To this day, I see this as some version of divine intervention. If I’d had to give up the movie and go through the program to get sober for myself, I doubt I would have done it. I just didn’t value myself enough for that. But with the film at stake, and this enormous show of support from Craig Baumgarten, Joel Schumacher, and his colleagues, who I didn’t want to let down, I had something much bigger than me to fight for. And so I did.
I did absolutely everything that was asked of me. I checked every requirement off the list. I cooperated. I worked hard. I went to group counseling and one-on-one counseling, and I went to AA meetings and accepted the twelve steps into my life. There was even a family session, which my mother and brother attended. I got to vent my grievances at Ginny, but even in this environment it was clear she wasn’t capable of mothering me. So I just went through the motions and got it over with. It’s sort of funny to think about me apologizing for any problems I might have caused her because of my addiction.
Fifteen days later, I walked out with my wonderful, caring counselor and went straight to rehearsal. True to the conditions of my release from the rehab, she stayed with me day and night while we filmed at various locations in Washington, D.C., and around the campus at the University of Maryland, which we pretended was Georgetown. She was a lovely woman, a maternal presence that I hadn’t had since I’d lived with my grandmother in Roswell. Once again, I had that precious, reassuring feeling that someone was looking out for me, that someone cared about how I was doing. Schumacher—to his credit—just moved on, focusing on me as a professional, which was the most helpful thing he could possibly have done. Obviously, both Craig and Joel did an amazingly generous thing by supporting me while I got sober.

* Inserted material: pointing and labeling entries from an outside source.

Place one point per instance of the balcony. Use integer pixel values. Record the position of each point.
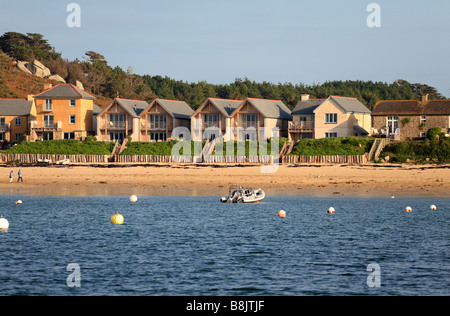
(301, 127)
(116, 126)
(5, 127)
(45, 126)
(158, 126)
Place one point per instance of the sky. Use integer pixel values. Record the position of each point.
(281, 41)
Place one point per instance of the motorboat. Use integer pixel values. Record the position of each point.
(237, 194)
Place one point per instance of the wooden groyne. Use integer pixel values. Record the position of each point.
(149, 159)
(38, 158)
(338, 159)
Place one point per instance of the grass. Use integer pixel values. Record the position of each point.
(308, 147)
(63, 147)
(419, 151)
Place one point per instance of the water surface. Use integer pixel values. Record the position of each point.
(198, 246)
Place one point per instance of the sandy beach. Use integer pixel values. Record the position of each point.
(354, 180)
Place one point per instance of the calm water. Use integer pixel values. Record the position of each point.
(198, 246)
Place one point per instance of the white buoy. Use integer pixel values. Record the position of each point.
(4, 224)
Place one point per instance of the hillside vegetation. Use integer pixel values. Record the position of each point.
(106, 82)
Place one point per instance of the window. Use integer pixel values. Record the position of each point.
(69, 135)
(48, 105)
(158, 121)
(423, 121)
(47, 136)
(48, 121)
(117, 121)
(158, 136)
(249, 120)
(331, 118)
(117, 136)
(211, 120)
(392, 124)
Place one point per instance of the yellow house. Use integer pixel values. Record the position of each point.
(332, 117)
(240, 120)
(261, 119)
(62, 112)
(161, 117)
(15, 115)
(213, 119)
(120, 119)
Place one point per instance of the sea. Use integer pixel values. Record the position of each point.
(197, 246)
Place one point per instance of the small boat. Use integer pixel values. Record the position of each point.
(237, 194)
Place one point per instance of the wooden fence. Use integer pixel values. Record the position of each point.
(142, 159)
(37, 158)
(354, 159)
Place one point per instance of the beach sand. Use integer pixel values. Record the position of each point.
(316, 180)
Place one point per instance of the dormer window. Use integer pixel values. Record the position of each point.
(48, 105)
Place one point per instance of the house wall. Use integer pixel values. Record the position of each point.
(104, 128)
(342, 126)
(236, 121)
(10, 133)
(145, 129)
(208, 108)
(412, 129)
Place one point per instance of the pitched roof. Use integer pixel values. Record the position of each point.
(178, 109)
(133, 107)
(271, 108)
(393, 107)
(307, 107)
(412, 107)
(227, 107)
(64, 91)
(347, 104)
(437, 107)
(350, 104)
(15, 107)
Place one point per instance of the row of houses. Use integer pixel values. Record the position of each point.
(67, 112)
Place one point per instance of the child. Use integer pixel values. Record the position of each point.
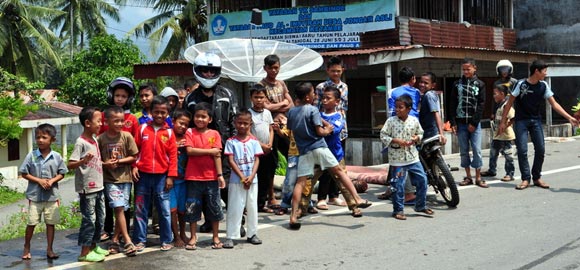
(278, 103)
(468, 96)
(155, 169)
(121, 92)
(181, 119)
(308, 129)
(171, 96)
(86, 160)
(330, 101)
(43, 168)
(400, 134)
(262, 128)
(204, 175)
(118, 151)
(146, 94)
(242, 151)
(501, 141)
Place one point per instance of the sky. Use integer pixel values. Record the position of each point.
(130, 17)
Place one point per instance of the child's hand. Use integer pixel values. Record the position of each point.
(221, 182)
(216, 152)
(88, 157)
(135, 174)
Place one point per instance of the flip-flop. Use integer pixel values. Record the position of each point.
(295, 226)
(54, 256)
(523, 186)
(191, 246)
(364, 204)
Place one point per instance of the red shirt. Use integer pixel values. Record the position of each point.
(202, 168)
(157, 150)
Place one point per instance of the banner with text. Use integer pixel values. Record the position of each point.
(316, 27)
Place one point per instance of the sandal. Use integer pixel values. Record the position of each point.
(191, 246)
(321, 205)
(356, 212)
(481, 183)
(114, 248)
(337, 202)
(166, 247)
(466, 181)
(386, 195)
(130, 250)
(364, 204)
(218, 245)
(281, 211)
(427, 211)
(400, 216)
(540, 183)
(525, 184)
(265, 209)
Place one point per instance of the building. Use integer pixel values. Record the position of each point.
(376, 38)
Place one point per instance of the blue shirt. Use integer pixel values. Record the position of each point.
(245, 154)
(411, 91)
(333, 140)
(302, 120)
(44, 168)
(529, 99)
(429, 105)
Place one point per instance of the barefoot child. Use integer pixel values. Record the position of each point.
(118, 151)
(308, 128)
(178, 193)
(243, 151)
(401, 134)
(86, 161)
(204, 175)
(43, 168)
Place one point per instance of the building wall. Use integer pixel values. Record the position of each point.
(546, 26)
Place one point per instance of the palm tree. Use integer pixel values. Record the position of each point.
(25, 41)
(87, 18)
(185, 20)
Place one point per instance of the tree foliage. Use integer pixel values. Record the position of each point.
(184, 20)
(13, 109)
(91, 70)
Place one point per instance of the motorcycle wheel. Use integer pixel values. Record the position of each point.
(445, 182)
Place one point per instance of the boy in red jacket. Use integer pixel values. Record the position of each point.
(155, 169)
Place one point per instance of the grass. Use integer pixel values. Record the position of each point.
(70, 217)
(9, 196)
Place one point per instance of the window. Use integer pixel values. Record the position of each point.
(13, 149)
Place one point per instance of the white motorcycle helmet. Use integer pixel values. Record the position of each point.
(504, 66)
(205, 62)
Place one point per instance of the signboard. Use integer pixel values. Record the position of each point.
(315, 27)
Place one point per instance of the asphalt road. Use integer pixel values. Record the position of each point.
(495, 228)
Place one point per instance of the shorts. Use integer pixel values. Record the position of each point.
(203, 195)
(177, 196)
(320, 156)
(118, 194)
(49, 209)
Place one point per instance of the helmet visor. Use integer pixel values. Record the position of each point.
(208, 72)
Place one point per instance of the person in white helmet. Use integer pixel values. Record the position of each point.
(224, 103)
(505, 70)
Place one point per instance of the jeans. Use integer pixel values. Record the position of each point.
(505, 148)
(152, 186)
(418, 179)
(466, 139)
(93, 211)
(536, 133)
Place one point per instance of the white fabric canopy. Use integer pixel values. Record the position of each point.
(243, 59)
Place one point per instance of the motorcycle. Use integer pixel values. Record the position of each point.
(438, 172)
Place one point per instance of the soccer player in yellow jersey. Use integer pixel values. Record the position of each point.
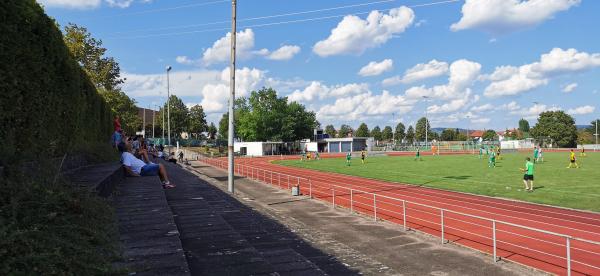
(573, 160)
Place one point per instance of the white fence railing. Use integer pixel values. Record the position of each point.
(561, 251)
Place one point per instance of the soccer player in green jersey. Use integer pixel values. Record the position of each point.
(528, 177)
(418, 155)
(492, 160)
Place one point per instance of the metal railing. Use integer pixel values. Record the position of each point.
(437, 221)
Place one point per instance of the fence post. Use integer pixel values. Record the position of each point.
(568, 256)
(351, 200)
(404, 214)
(333, 196)
(442, 224)
(494, 239)
(374, 207)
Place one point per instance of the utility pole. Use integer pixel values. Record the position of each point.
(144, 123)
(596, 146)
(231, 132)
(168, 107)
(153, 116)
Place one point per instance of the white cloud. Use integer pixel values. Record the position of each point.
(462, 74)
(482, 121)
(512, 106)
(354, 35)
(570, 87)
(482, 108)
(318, 91)
(71, 4)
(286, 52)
(185, 60)
(119, 3)
(533, 111)
(419, 72)
(376, 68)
(510, 80)
(505, 16)
(221, 49)
(582, 110)
(365, 104)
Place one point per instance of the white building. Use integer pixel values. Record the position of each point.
(349, 144)
(260, 148)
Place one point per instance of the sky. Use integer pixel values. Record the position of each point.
(478, 64)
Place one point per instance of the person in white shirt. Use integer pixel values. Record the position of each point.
(137, 167)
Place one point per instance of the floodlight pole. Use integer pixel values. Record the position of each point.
(231, 132)
(168, 107)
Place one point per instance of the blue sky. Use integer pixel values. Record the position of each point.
(479, 63)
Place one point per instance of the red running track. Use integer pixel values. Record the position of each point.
(466, 219)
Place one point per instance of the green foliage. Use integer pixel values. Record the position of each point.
(266, 117)
(376, 133)
(125, 107)
(400, 134)
(557, 125)
(410, 135)
(330, 130)
(387, 134)
(489, 135)
(344, 131)
(48, 102)
(362, 131)
(103, 71)
(197, 120)
(523, 125)
(52, 229)
(420, 131)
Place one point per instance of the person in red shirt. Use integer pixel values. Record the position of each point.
(117, 123)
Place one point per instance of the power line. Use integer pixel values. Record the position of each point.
(259, 17)
(280, 22)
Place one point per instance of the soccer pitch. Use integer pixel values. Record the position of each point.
(554, 183)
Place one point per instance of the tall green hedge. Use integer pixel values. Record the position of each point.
(47, 103)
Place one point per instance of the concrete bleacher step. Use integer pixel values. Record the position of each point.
(222, 236)
(148, 235)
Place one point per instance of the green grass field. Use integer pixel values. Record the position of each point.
(554, 183)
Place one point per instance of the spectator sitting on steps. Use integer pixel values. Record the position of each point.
(137, 167)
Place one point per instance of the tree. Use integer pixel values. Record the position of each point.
(179, 117)
(399, 134)
(489, 135)
(420, 129)
(123, 106)
(523, 125)
(197, 120)
(344, 131)
(387, 133)
(448, 135)
(410, 135)
(592, 128)
(376, 133)
(557, 125)
(265, 117)
(104, 72)
(330, 130)
(362, 131)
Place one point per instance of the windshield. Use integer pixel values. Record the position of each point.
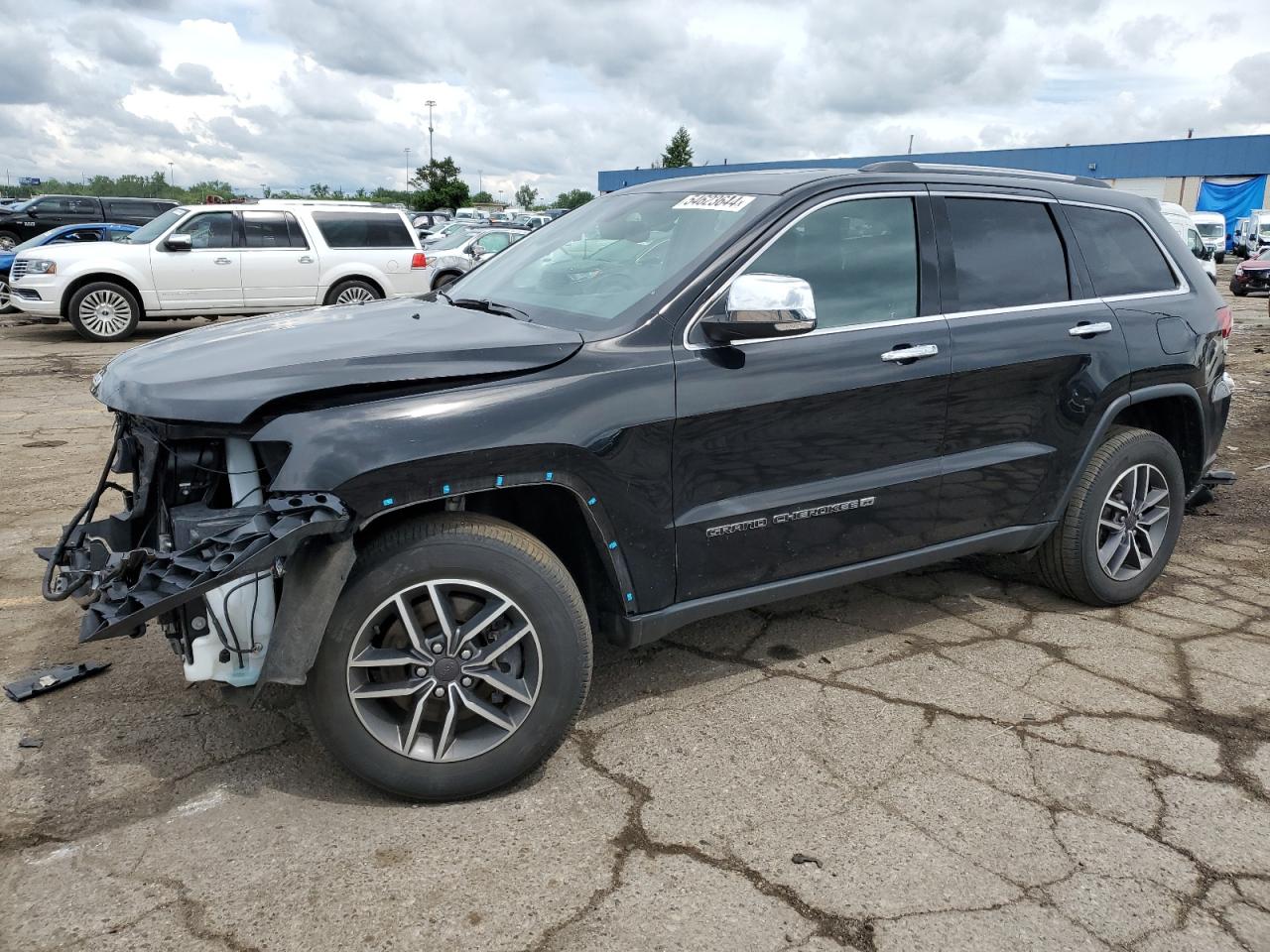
(452, 239)
(31, 243)
(155, 227)
(611, 258)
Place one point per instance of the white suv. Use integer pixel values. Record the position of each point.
(218, 261)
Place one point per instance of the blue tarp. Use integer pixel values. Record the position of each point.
(1232, 200)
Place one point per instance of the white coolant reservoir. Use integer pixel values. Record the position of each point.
(241, 608)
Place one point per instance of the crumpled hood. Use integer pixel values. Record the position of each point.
(223, 372)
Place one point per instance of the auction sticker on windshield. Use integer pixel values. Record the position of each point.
(715, 203)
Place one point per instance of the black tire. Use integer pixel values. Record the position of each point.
(1069, 560)
(456, 546)
(123, 302)
(363, 290)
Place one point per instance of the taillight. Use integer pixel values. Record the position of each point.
(1224, 320)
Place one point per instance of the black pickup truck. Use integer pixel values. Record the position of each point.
(683, 399)
(35, 216)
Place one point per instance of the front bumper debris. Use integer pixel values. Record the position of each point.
(123, 589)
(53, 678)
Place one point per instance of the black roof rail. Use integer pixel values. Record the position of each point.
(906, 166)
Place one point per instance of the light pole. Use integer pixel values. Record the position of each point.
(430, 103)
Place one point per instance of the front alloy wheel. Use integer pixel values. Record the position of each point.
(104, 312)
(354, 295)
(444, 669)
(456, 658)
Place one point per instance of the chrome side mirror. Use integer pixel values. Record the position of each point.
(763, 306)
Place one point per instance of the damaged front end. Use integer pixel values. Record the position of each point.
(199, 546)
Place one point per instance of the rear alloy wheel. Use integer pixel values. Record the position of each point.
(1121, 524)
(104, 312)
(456, 658)
(353, 293)
(1133, 522)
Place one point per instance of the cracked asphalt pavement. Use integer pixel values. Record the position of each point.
(959, 758)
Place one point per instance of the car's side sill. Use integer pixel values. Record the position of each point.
(638, 630)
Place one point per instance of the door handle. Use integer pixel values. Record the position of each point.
(1088, 330)
(910, 353)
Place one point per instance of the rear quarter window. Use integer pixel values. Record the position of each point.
(370, 230)
(1120, 255)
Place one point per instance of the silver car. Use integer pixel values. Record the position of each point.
(456, 254)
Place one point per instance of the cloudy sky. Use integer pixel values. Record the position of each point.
(296, 91)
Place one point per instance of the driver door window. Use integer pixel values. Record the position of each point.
(212, 230)
(858, 257)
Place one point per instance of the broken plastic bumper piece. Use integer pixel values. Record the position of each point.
(123, 589)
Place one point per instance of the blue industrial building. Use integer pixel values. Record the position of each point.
(1171, 171)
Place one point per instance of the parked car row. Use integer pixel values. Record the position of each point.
(35, 216)
(64, 235)
(211, 261)
(1251, 234)
(1252, 275)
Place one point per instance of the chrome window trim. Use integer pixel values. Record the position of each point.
(1179, 276)
(837, 199)
(1001, 195)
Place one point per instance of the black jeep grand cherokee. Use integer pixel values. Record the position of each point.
(681, 400)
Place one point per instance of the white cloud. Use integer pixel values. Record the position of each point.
(296, 91)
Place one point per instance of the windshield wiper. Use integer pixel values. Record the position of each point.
(484, 303)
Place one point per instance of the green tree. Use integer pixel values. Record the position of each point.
(679, 154)
(572, 198)
(440, 185)
(199, 190)
(526, 195)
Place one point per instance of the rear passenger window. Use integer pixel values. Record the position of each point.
(1007, 254)
(1121, 257)
(858, 257)
(366, 230)
(271, 230)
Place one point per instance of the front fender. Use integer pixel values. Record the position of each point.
(599, 424)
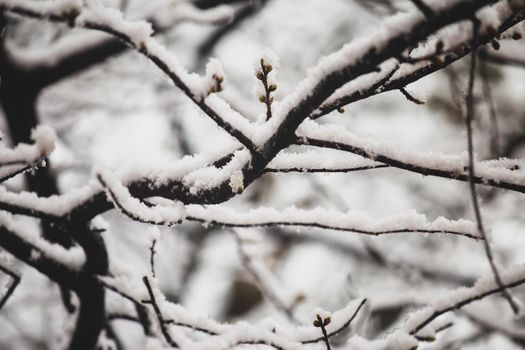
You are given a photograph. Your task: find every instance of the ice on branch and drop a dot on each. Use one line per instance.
(44, 138)
(134, 208)
(138, 32)
(237, 181)
(334, 136)
(209, 177)
(330, 219)
(419, 321)
(313, 160)
(215, 77)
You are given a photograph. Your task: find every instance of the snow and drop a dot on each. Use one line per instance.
(44, 143)
(431, 160)
(455, 299)
(133, 207)
(319, 217)
(73, 258)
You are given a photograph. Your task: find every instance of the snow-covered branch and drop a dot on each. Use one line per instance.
(357, 222)
(491, 173)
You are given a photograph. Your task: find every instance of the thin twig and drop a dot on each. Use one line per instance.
(152, 257)
(424, 8)
(162, 323)
(471, 171)
(11, 286)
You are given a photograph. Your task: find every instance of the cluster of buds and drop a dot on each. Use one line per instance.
(322, 321)
(264, 73)
(214, 77)
(216, 85)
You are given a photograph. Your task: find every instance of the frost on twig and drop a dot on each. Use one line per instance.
(134, 208)
(358, 222)
(12, 284)
(24, 156)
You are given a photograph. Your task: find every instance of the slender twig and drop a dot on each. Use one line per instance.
(162, 322)
(462, 302)
(424, 8)
(11, 286)
(152, 257)
(129, 213)
(321, 322)
(267, 98)
(340, 329)
(324, 170)
(325, 226)
(495, 148)
(471, 172)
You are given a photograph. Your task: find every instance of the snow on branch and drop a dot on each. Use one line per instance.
(427, 163)
(73, 258)
(452, 45)
(357, 222)
(313, 161)
(419, 321)
(134, 208)
(138, 34)
(24, 157)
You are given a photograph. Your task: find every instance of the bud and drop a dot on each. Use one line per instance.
(439, 46)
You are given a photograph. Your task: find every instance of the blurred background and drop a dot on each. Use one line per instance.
(122, 113)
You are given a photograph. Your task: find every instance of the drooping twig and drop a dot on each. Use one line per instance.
(424, 8)
(11, 286)
(162, 323)
(495, 147)
(472, 174)
(152, 257)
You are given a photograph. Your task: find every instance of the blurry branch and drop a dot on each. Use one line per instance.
(472, 174)
(486, 324)
(495, 142)
(331, 220)
(460, 298)
(146, 45)
(261, 275)
(424, 8)
(11, 286)
(391, 81)
(324, 170)
(244, 13)
(497, 58)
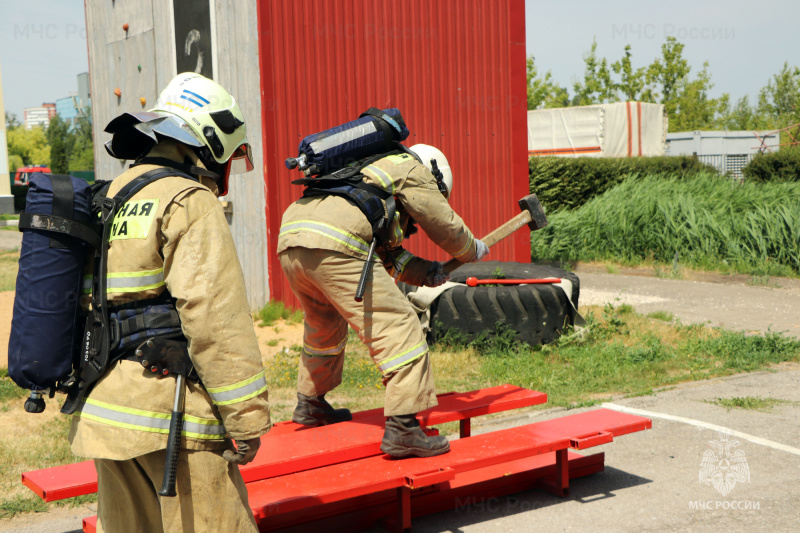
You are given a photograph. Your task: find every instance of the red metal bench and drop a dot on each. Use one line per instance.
(291, 447)
(334, 478)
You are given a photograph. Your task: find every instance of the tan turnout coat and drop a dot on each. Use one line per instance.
(173, 236)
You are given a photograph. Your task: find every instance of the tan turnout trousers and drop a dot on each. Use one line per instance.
(212, 498)
(325, 282)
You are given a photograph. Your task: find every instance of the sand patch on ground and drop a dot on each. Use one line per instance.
(273, 339)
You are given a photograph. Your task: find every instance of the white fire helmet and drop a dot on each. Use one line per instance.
(192, 110)
(427, 153)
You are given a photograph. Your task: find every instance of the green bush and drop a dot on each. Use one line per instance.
(706, 222)
(783, 165)
(567, 183)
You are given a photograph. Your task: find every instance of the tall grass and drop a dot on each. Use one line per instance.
(705, 222)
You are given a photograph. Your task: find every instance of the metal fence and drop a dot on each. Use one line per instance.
(729, 164)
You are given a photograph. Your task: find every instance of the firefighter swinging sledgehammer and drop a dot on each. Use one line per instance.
(324, 242)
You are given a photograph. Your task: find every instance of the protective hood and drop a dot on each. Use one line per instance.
(134, 134)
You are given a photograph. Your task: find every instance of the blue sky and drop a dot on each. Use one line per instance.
(43, 42)
(745, 44)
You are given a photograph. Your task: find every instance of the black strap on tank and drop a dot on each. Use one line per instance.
(380, 122)
(63, 202)
(61, 225)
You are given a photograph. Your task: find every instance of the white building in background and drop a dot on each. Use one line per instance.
(38, 116)
(623, 129)
(727, 151)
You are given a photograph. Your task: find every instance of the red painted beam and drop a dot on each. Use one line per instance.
(344, 481)
(357, 493)
(290, 447)
(469, 488)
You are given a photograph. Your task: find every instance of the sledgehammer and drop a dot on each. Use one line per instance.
(532, 215)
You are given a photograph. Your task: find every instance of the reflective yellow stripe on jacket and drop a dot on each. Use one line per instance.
(326, 230)
(129, 281)
(139, 420)
(324, 352)
(239, 392)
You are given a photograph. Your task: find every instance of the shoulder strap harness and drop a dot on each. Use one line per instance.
(98, 341)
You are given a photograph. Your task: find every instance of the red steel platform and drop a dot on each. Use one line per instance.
(335, 477)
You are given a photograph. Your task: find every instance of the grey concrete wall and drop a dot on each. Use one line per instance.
(141, 61)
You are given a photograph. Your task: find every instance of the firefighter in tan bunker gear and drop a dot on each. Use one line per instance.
(323, 243)
(172, 242)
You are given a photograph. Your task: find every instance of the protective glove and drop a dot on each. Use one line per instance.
(480, 250)
(436, 275)
(245, 451)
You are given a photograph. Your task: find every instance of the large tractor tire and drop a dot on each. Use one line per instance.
(538, 313)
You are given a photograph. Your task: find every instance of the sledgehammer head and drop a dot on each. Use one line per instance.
(532, 205)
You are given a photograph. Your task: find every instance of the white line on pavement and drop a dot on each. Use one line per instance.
(706, 425)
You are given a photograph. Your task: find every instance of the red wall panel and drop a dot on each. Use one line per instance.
(456, 70)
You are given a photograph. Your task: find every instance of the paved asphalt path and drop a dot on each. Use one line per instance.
(732, 306)
(652, 480)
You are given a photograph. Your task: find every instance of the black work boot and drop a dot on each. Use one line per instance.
(316, 411)
(404, 438)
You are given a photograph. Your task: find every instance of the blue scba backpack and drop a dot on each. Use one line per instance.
(375, 132)
(57, 235)
(54, 344)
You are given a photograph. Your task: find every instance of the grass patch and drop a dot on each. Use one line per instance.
(275, 310)
(9, 265)
(763, 281)
(703, 223)
(753, 403)
(665, 316)
(622, 352)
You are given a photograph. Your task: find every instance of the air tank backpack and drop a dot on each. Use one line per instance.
(332, 161)
(54, 343)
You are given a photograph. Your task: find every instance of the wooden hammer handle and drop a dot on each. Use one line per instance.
(495, 236)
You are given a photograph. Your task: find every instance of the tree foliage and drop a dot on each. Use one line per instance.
(59, 147)
(542, 92)
(30, 146)
(61, 143)
(597, 87)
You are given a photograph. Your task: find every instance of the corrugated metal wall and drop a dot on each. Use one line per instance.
(456, 70)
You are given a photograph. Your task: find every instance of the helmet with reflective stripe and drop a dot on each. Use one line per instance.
(212, 114)
(435, 161)
(192, 110)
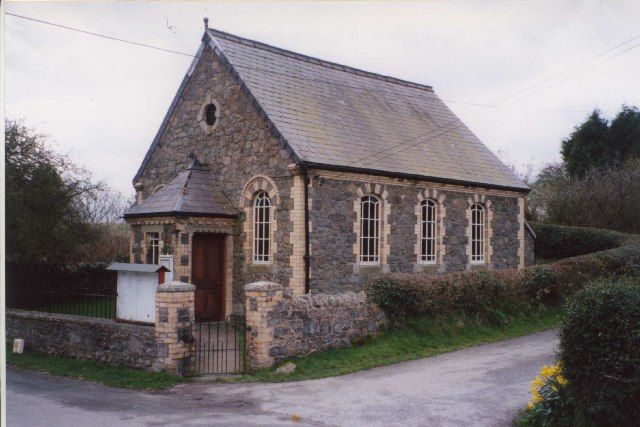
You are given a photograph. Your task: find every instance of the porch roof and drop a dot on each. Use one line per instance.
(193, 192)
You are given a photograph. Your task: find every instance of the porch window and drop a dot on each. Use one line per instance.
(369, 230)
(428, 231)
(477, 233)
(262, 228)
(153, 248)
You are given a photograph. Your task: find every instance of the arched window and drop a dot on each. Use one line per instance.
(262, 228)
(210, 114)
(369, 229)
(477, 233)
(428, 231)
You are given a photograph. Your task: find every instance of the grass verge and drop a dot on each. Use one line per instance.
(113, 376)
(416, 339)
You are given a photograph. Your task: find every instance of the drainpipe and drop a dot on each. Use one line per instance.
(307, 255)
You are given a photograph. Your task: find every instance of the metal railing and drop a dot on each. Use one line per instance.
(221, 346)
(101, 305)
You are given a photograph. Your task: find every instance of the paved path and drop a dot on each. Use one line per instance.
(483, 385)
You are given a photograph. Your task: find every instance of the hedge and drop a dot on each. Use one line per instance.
(600, 352)
(559, 241)
(492, 293)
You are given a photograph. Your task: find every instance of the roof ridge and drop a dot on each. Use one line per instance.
(316, 61)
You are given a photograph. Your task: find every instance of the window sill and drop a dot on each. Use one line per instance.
(369, 264)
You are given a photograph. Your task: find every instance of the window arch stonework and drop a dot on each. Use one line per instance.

Sobriety was still anonymous back then—no one was admitting to, let alone trumpeting, going to rehab, and I did my best to keep a low profile and just be part of the group as we were shooting. Besides the seven of us, there were other young actors—around that set and at the parties we had when we finished shooting—who had been in films with different members of the cast: Molly Ringwald, Matt Dillon, Sean Penn and his brother Chris. We were dubbed the Brat Pack in the press, a term I hated, because it implied we were all a bunch of spoiled, partying, entitled juvenile delinquents. I’d never been anything even close to spoiled, and I certainly wasn’t partying.